雌獅子  南京町の北出入り口のところに獅子がいる。
 金造りではないが、故宮と同じく雄獅子(写真右)は毬を抑え、雌獅子(写真左)は子獅子とじゃれている。

「お父さん、これ食べてるん?」
「ちゃう、子供と遊んでんねん」
「せやけど、爪立ってるで。もう、あかんで、これ」
「大丈夫やねんて、心配せんでも」「ふ〜ん。ええことあるように、なぜとくわ」

雄獅子

 雌獅子の御利益(ごりやく)は、「子宝」である。
 小五の息子に「子供できてん。お父さん、おじいちゃんやで」と言われると困るなあ、と思った。

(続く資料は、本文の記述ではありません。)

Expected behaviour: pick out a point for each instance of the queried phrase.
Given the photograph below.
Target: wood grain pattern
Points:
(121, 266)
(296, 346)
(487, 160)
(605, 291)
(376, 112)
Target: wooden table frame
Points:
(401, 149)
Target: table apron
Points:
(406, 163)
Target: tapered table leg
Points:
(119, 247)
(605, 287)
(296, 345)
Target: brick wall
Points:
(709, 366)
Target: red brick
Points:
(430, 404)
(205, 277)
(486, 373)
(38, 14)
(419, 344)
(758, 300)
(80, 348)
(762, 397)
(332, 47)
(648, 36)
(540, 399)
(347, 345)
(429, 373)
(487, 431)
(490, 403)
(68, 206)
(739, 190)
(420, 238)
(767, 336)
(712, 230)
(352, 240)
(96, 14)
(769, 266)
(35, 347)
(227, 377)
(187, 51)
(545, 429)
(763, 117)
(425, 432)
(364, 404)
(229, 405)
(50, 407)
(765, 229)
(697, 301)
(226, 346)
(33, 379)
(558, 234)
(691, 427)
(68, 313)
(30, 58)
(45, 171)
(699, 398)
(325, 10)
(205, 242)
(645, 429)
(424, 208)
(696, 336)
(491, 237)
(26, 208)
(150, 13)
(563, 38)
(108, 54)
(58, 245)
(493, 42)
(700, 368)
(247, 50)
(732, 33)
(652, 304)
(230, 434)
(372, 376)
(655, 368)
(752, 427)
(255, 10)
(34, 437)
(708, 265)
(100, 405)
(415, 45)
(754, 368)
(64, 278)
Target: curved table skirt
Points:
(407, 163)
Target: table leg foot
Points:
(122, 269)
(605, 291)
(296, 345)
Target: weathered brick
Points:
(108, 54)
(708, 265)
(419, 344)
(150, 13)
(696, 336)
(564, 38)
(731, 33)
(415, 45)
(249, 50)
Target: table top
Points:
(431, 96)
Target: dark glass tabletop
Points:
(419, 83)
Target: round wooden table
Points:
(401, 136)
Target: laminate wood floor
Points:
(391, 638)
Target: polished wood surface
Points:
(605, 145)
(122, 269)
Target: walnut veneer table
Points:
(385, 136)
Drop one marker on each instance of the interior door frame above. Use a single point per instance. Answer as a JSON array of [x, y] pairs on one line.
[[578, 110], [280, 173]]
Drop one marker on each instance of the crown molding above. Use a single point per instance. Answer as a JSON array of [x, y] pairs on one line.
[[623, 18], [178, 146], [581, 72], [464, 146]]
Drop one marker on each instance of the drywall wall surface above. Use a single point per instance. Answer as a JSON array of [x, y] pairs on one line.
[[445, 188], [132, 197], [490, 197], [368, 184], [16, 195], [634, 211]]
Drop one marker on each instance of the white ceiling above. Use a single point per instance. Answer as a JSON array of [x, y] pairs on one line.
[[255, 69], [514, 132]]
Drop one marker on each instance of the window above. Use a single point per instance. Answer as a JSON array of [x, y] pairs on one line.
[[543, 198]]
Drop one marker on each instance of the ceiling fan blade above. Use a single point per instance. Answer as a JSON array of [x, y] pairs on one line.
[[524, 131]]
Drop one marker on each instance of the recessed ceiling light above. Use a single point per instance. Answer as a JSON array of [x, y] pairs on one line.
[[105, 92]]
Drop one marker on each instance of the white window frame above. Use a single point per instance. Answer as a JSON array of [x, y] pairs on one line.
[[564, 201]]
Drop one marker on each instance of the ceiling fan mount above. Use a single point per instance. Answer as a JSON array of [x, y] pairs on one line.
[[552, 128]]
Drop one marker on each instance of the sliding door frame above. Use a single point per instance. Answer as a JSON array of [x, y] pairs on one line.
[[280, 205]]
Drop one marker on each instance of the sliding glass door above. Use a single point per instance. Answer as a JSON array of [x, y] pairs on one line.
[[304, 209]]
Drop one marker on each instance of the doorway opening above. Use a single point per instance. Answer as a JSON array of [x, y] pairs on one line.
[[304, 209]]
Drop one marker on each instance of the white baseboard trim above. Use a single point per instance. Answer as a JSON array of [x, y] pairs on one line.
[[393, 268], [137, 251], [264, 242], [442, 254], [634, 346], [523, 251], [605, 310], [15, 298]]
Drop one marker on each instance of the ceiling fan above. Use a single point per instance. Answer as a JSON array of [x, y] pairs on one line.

 あと、南京町オフの時、たかむら園長が提案したものの、他のメンバーの賛同が得られず見に行かなかった市民トイレ臥龍殿(写真)にも行った。
 これは、なかなか公衆トイレとは気付かないだろう。

 東栄商行という雑貨店で、中国茶用の安い急須と、湯呑み(2個)を買った。プアル茶用にしようと考えたのである。
 ついでに缶入りのライチー紅茶をお土産に帰途についた。

 さて、息子は、中華迷の後継者に育つのであろうか。
市民トイレ臥龍殿

 なかなかに楽しい親子紀行であった。読んだ皆さんが面白かったかどうかは別にして、親父は喜んでいる。
 息子も楽しそうであった・・・・・と思う。